As coisas mais banais, as aparentemente simples, as artificialmente complexas ou afectadas, o mundo abarca tudo com as nossas almas lá dentro. O mundo é constituído pelas coisas que podemos perceber e por aquelas que, sem o sabermos, nos escapam. Nessas coisas também estamos nós.

Compete-nos viver.

terça-feira, janeiro 08, 2019

Tecnologia de estimação

O meu telemóvel não é dos mais faladores, por vezes passa dias inteiros que está calado. Como um rato. Mas isso não impede que me sinta ligeiramente angustiado caso me esqueça dele poisado algures, entregue à suavíssima queda do pó que encobre o mundo.

Estranha relação esta, que estabelecemos com certos objectos tecnológicos. É quase como se fossem bichos, animais de estimação. Como se tivessem caprichos, sonhos, necessidades. Como se respirassem o mesmo ar que respiramos.

No outro dia resolvi deixar o telemóvel em casa de forma premeditada. Só para ver como seria. Foi bom. A verdade é que me senti muito mais leve. Não me roeu aquela sensação de culpa pois desta feita não me esquecera dele. Também me sossegou saber que não estava a abandoná-lo, que iria voltar a casa e ele lá estaria, fiel, à minha espera.

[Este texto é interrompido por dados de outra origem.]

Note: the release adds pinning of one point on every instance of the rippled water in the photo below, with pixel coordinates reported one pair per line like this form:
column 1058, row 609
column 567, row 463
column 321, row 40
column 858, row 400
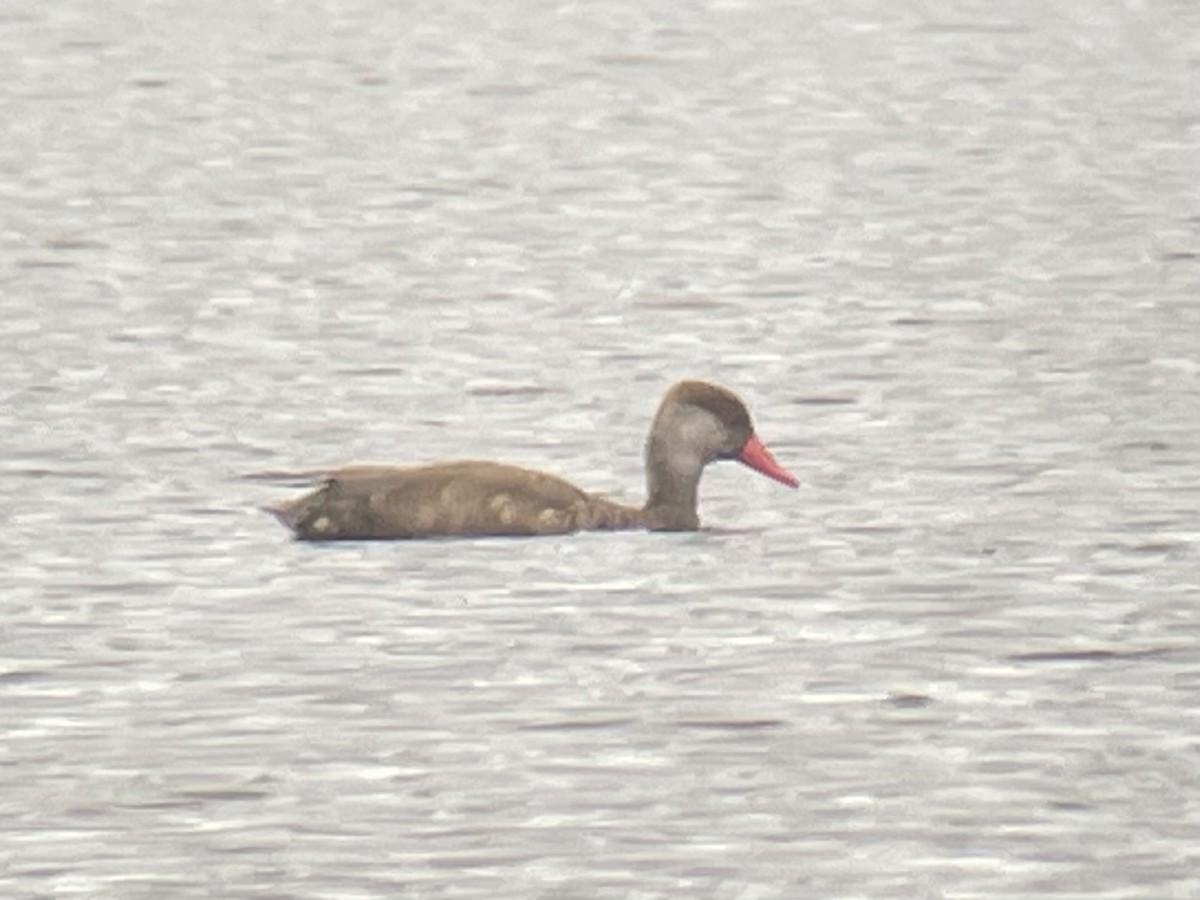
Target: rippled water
column 949, row 253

Enfim, umas horas de liberdade sabem bem.

Certos objectos tecnológicos têm uma irritante capacidade de nos tiranizarem o dia, como se fossem animais de estimação que estragámos com demasiado mimo. Nada que uma martelada não resolva.

segunda-feira, janeiro 07, 2019

Naufrágio

A Europa afoga-se todos os dias um pouco mais nas águas do Mar Mediterrâneo. O projecto europeu confunde-se com um negócio feito na sombra de gabinetes luxuosos por tipos engravatados sem pingo de sensibilidade social. Vendem-se vistos "gold" que garantem a cidadania europeia a centenas de ricaços que nem precisam de justificar a origem da sua riqueza; paga-se a bandos de facínoras no norte de África para que impeçam os que tentam alcançar a Europa de meterem, sequer, os pés num barco onde arrisquem a vida mais uma vez; é assim que se alimenta a alma da União Europeia?

Velhos aliados mudam de face e tornam-se vagas ameaças. A Europa democrática vê-se inesperadamente deixada a sós pelos EUA e começa a voltar a cabeça na direcção da China(?). Os Direitos Humanos também são bens transaccionáveis.

Não há nada que una os países da União a não ser o amor e a reverência que lhes merece o deus-dinheiro. Vivemos zombificados, arrastando as nossas convicções pela lama, penosamente.

A Europa afunda-se todos os dias um pouco mais no mar das suas contradições.

sábado, janeiro 05, 2019

Magia de Ano Novo

O dia 1 de Janeiro é, afinal, um dia como outro qualquer. O calendário não tem propriedades mágicas. Se, porventura, alguma coisa muda com a passagem de ano, isso fica a dever-se a uma eventual vontade de mudança que trazemos dentro de nós.
A haver alguma magia nesta coisa, a magia somos nós.